On a map the South China Sea is a shallow tropical pond scattered with tiny desert islands, but geopolitically it is one of the most tense and complicated waterways in the world. Half a dozen countries squabble over the islands it contains; the world's richest and most powerful countries depend on the shipping lanes on the surface of the ocean, and gaze greedily at the oil which is believed to lie below.
If the military planners' nightmare scenario of a superpower war in Asia were ever to come true, the South China Sea might very well be where it all starts.
There have been military conflicts before, involving more than water hoses. In 1976, the Chinese forcibly seized the Paracel Islands, south of the site of Sunday's encounter, from Vietnam. In 1988 the same two countries fought a sea battle over Johnson Reef in which 70 Vietnamese sailors died.

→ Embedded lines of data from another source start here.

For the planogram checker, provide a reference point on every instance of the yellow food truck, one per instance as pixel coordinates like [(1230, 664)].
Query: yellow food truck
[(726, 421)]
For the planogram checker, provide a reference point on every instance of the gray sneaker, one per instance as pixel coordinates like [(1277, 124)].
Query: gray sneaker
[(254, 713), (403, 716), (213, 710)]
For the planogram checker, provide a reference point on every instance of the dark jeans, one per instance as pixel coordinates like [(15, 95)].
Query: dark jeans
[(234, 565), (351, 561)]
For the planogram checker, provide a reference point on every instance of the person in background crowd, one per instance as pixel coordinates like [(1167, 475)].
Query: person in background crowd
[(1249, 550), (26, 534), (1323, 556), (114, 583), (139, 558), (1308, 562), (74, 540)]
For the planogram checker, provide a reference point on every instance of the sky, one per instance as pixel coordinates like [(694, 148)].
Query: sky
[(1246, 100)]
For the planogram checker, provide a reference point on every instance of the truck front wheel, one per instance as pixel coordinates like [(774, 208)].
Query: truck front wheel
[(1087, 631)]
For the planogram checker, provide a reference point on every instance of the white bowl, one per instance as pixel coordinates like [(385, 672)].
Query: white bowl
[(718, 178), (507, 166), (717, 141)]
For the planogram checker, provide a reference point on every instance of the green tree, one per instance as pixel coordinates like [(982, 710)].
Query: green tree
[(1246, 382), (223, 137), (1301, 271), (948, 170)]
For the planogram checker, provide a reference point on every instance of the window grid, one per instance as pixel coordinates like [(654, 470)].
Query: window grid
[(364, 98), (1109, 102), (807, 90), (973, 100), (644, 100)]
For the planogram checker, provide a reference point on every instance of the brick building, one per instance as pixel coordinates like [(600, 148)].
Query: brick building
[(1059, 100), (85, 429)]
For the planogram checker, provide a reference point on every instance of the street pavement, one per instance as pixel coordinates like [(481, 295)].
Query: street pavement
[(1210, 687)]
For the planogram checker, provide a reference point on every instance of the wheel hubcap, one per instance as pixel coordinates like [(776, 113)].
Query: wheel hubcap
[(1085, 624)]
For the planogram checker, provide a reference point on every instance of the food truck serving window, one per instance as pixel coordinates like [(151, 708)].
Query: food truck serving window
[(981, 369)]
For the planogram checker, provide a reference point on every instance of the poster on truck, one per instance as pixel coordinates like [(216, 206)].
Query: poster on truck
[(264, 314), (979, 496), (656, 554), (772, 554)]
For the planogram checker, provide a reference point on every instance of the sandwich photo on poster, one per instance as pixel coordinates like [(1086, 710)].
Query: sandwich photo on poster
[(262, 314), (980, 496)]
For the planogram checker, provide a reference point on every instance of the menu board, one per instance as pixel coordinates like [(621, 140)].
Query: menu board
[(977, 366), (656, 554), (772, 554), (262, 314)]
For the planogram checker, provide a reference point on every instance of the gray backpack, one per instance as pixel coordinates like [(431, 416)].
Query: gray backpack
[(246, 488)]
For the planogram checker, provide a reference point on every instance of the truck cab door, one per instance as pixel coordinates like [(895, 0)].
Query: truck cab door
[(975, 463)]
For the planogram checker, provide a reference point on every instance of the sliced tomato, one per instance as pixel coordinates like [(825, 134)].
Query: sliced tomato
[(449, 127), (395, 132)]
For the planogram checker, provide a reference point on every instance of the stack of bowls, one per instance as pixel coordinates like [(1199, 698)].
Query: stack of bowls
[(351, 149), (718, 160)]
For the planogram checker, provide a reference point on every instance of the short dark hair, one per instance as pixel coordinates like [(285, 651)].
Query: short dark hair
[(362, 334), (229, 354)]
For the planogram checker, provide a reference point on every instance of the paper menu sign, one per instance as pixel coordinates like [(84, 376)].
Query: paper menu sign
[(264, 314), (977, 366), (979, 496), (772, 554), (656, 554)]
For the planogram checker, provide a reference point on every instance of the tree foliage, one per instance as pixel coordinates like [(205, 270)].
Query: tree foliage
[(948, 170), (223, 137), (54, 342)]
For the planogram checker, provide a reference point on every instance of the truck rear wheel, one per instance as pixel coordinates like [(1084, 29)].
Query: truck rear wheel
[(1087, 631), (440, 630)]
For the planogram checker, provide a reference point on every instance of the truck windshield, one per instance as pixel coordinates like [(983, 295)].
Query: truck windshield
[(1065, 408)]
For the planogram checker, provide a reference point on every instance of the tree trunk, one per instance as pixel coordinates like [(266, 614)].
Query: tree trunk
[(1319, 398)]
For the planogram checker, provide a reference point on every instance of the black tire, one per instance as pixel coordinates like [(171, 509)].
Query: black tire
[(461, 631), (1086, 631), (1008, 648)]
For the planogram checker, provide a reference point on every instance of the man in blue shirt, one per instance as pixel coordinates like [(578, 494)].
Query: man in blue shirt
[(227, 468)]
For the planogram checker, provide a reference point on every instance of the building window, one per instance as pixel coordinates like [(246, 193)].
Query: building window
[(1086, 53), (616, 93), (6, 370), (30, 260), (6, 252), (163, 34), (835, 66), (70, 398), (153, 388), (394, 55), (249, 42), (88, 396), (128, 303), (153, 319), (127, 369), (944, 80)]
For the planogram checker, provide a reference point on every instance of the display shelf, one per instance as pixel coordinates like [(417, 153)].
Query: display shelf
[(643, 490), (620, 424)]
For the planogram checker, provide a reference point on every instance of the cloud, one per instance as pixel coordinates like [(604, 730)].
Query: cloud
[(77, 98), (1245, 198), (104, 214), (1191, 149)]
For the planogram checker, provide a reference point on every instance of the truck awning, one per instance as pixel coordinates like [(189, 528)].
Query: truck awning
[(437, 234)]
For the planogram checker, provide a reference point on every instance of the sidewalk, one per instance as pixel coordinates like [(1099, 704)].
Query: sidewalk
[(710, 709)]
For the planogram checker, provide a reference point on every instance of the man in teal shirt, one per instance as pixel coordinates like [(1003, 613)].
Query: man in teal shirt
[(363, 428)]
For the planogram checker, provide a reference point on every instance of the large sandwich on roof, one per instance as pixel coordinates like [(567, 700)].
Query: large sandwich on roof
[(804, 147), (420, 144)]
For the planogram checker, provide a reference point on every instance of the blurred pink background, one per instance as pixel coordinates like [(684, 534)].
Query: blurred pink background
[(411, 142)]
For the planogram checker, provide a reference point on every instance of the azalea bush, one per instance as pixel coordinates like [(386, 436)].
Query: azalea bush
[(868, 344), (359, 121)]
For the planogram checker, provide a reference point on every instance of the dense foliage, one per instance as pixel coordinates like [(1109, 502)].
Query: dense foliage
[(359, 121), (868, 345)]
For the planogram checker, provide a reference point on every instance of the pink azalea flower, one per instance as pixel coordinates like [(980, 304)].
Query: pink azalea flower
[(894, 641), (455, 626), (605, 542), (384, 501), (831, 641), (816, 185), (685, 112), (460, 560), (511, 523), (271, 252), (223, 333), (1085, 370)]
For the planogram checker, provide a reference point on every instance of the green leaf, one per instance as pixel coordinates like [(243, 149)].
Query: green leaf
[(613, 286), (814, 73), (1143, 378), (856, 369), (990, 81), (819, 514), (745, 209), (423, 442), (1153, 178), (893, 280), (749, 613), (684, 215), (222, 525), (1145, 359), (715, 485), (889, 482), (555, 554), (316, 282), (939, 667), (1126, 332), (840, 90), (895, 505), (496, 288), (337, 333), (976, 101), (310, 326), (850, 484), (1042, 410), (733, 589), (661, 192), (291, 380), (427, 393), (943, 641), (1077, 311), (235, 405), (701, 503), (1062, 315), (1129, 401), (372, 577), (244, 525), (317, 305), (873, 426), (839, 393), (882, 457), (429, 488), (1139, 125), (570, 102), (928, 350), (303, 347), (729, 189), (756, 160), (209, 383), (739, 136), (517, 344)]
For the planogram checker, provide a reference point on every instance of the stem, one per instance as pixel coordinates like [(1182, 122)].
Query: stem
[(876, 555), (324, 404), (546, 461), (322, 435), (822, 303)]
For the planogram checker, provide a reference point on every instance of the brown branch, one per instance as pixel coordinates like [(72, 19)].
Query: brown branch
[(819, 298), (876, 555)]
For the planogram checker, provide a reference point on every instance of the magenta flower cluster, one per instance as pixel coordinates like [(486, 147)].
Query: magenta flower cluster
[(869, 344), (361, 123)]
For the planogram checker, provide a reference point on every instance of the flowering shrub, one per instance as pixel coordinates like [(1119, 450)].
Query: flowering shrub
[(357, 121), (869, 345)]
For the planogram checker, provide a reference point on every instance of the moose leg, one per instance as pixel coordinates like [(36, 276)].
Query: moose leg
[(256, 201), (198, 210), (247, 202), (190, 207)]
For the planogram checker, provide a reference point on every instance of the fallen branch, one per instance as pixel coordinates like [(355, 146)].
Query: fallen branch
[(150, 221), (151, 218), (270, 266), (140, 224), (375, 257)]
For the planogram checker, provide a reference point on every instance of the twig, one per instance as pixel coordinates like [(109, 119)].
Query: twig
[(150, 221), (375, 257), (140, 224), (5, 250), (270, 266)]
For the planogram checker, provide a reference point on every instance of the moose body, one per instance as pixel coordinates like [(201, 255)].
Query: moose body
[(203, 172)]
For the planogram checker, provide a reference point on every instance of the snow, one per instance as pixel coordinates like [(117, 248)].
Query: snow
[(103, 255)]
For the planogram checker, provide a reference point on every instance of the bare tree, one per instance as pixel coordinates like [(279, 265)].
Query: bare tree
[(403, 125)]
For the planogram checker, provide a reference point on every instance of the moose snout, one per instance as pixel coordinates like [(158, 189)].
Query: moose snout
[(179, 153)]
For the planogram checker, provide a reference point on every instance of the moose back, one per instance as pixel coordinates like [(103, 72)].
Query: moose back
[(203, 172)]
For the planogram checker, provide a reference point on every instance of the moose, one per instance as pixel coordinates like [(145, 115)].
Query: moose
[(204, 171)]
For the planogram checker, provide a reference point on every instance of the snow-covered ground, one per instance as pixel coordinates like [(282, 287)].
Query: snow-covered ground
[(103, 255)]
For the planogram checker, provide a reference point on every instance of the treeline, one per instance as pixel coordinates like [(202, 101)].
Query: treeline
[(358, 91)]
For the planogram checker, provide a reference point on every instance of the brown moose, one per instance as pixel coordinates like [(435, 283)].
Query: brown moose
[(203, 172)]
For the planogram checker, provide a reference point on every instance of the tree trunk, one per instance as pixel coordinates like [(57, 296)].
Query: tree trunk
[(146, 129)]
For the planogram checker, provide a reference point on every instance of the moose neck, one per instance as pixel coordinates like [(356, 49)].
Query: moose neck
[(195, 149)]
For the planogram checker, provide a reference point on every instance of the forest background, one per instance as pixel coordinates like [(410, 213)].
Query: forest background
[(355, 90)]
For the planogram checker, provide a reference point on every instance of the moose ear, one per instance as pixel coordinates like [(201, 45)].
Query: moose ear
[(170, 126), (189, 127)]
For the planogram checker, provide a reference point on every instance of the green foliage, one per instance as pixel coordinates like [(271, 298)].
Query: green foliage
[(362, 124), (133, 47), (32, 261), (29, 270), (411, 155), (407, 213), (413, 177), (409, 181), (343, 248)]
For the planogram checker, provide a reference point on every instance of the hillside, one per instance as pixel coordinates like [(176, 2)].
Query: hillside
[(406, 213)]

Six countries, including China, claim some or all of the Spratly Islands, still further south. But two countries above all find themselves in long term rivalry: China and the United States. It was over the South China Sea that an American spy plane was involved in a mid-air collision with a Chinese fighter in 2001 — the rivalry will become even more pronounced as plans advance for the US anti-missile programme.
However vigorously the Pentagon planners may deny it, the principle object of the anti-missile shield is the long-term military power of China. A crucial element of it will be missiles launched from naval ships that will knock out enemy ballistic missiles during flight. In the event of an attack from anywhere in southern China, the naval element of missile defence would be in the South China Sea.
Half the world's merchant traffic by tonnage passes through it, two-thirds of it crude oil. Whoever controls sea passage through the South China Sea has power over some of the largest and fastest growing economies in the world. And it is this which makes even a water fight a matter not only of local, but of international concern.